第210話

 春の太陽の陽気と肌寒い風を受けながら、門街の住人達が一点へと移動し集っていく。

 門街の外れ、天幕群があった空き地の向かい側、そこがレグス達の決闘場となる場所だった。


 真昼が近付く頃には多くの壁の民達が集い、彼らは急ごしらえで用意された石段の上に腰掛ながら、その時を待っていた。
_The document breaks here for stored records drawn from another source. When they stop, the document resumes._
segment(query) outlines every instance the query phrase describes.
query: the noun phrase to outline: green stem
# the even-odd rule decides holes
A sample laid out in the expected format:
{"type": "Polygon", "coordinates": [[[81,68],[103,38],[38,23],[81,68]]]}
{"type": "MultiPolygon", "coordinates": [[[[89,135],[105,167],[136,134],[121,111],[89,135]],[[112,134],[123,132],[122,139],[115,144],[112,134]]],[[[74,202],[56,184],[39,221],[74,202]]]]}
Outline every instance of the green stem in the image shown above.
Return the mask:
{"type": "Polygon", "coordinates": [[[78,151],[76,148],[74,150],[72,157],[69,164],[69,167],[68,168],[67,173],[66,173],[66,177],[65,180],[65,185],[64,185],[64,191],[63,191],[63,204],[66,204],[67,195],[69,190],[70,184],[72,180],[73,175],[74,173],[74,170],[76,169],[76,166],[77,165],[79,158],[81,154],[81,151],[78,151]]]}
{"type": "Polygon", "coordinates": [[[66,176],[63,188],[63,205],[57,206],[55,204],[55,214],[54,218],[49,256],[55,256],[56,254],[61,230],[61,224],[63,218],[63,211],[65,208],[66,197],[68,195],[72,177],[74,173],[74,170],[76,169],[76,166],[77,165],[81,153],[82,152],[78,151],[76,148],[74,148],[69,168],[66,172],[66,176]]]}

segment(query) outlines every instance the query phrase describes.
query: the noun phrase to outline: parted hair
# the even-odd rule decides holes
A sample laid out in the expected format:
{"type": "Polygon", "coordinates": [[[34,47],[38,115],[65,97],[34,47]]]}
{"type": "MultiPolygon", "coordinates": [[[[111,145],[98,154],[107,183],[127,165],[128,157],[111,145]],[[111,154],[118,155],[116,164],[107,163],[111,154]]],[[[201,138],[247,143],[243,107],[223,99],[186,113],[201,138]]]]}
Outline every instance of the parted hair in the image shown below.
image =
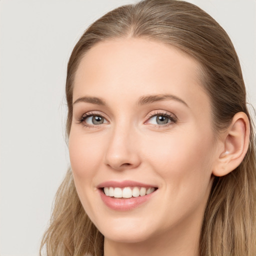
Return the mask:
{"type": "MultiPolygon", "coordinates": [[[[216,136],[236,113],[248,116],[250,142],[240,165],[214,177],[201,229],[201,256],[256,256],[255,138],[246,88],[230,38],[198,7],[175,0],[145,0],[119,7],[96,20],[74,46],[68,65],[66,96],[68,140],[72,117],[73,82],[80,60],[100,42],[116,38],[143,38],[174,46],[200,64],[200,79],[208,95],[216,136]]],[[[70,168],[60,186],[43,237],[40,255],[103,255],[104,238],[90,221],[78,197],[70,168]]]]}

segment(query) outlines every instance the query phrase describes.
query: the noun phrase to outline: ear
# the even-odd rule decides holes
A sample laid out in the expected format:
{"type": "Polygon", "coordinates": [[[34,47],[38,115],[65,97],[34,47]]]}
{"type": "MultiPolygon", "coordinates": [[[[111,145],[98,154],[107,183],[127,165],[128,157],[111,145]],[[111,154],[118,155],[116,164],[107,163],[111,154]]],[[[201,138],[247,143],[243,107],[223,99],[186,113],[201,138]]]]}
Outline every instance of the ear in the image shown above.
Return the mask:
{"type": "Polygon", "coordinates": [[[218,159],[212,170],[215,176],[224,176],[242,162],[248,150],[250,122],[244,112],[236,114],[228,128],[220,135],[218,159]]]}

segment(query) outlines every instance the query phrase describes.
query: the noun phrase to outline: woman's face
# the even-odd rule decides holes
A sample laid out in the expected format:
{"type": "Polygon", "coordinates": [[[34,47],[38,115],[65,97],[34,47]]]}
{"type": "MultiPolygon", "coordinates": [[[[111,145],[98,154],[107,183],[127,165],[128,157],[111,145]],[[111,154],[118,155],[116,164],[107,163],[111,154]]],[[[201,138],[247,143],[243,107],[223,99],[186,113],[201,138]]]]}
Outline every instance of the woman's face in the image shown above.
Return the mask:
{"type": "Polygon", "coordinates": [[[142,39],[100,42],[82,58],[70,160],[82,204],[106,239],[200,232],[216,153],[199,76],[191,57],[142,39]]]}

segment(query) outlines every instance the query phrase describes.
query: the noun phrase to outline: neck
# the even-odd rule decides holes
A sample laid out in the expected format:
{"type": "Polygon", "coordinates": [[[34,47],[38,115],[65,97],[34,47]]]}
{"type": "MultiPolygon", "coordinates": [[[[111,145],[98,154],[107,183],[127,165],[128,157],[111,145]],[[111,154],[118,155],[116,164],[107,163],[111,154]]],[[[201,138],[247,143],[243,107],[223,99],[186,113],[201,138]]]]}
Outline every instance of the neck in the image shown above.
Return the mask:
{"type": "Polygon", "coordinates": [[[170,232],[162,232],[136,243],[113,241],[105,238],[104,256],[199,256],[202,221],[189,222],[188,220],[170,232]]]}

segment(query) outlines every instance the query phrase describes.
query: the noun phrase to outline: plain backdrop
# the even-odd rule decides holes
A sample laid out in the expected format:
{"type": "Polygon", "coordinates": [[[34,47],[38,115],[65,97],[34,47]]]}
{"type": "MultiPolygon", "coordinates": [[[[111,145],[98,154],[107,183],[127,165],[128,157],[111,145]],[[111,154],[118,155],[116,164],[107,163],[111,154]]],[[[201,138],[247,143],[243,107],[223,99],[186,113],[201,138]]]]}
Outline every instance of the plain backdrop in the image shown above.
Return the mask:
{"type": "MultiPolygon", "coordinates": [[[[0,255],[38,255],[68,166],[66,66],[88,26],[136,0],[0,0],[0,255]]],[[[256,106],[256,1],[190,0],[227,31],[256,106]]]]}

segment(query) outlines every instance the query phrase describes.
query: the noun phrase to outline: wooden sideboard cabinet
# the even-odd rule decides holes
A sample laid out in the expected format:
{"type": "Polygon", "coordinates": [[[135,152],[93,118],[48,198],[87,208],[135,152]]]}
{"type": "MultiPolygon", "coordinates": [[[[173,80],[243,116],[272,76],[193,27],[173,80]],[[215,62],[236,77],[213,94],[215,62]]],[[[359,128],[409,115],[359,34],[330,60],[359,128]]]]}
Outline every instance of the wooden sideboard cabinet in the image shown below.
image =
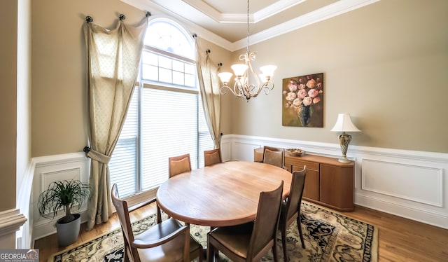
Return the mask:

 決闘を見届ける為にここにやってきたのは、何もこの街の住民だけではない。

 ぎゅうぎゅう詰めの観衆席とは違い一区画だけ用意された様子の異なる貴賓席。

 見栄えや飾り気とはほとんど無縁の壁の民達がわざわざ準備したその場所には、武装された大男達に守られた壁の民の王と元老院議員達の姿がある。

 決闘の行く末を見届けようと、四百キトル南の王宮よりこの街へと彼らはやって来たのだ。


「陛下、そろそろ……」

 太陽の昇り具合を確認したガァガがそう言って伺うと、壁の民の王は無言で頷き、許しを出す。

 それを受けて彼は傍らの男に指示する。

「時間だ。……始めよ」

 祭服に身を包んだその男は王に一礼した後、観衆達の前へと足を踏み出す。

 ある種の期待を胸に秘めながら人々がどよめいた。

 だがそのどよめきも、祭服の男が手を上げるとすぅっと止んでしまう。

 そして、観衆は静かに男の言葉を待った。